Tarantool development patches archive
 help / color / mirror / Atom feed
* [Tarantool-patches] [PATCH v3 1/1] iproto: don't destroy a session during disconnect
@ 2019-11-18 21:31 Vladislav Shpilevoy
  2019-11-19  7:27 ` Konstantin Osipov
                   ` (2 more replies)
  0 siblings, 3 replies; 5+ messages in thread
From: Vladislav Shpilevoy @ 2019-11-18 21:31 UTC (permalink / raw)
  To: tarantool-patches, kostja.osipov

Binary session disconnect trigger yield could lead to use after
free of the session object. That happened because iproto thread
sent two requests to TX thread at disconnect:

    - Close the session and run its on disconnect triggers;

    - If all requests are handled, destroy the session.
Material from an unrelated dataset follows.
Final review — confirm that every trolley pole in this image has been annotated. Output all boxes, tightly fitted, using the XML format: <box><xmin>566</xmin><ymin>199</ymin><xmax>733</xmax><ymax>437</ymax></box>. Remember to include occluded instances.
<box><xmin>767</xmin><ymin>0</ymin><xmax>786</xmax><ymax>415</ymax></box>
When a connection is idle, all requests are handled, so both these
requests are sent. If the first one yielded in TX thread, the
second one arrived and destroyed the session right under the feet
of the first one.

This can be solved in two ways - in TX thread, and in iproto
thread.

Iproto thread solution (which is chosen in the patch): just don't
send destroy request until disconnect returns back to iproto
thread.

TX thread solution (alternative): add a flag which says whether
disconnect is processed by TX. When destroy request arrives, it
checks the flag. If disconnect is not done, the destroy request
waits on a condition variable until it is.

The iproto is a bit tricker to implement, but it looks more
correct.

Closes #4627
---

Changes in v3:
- Flags are replaced with a state enum.

Branch: https://github.com/tarantool/tarantool/tree/gerold103/gh-4627-session-use-after-free
Issue: https://github.com/tarantool/tarantool/issues/4627

 src/box/iproto.cc | 104 ++++++++++++++++++++++++++++++++++++----------
 1 file changed, 83 insertions(+), 21 deletions(-)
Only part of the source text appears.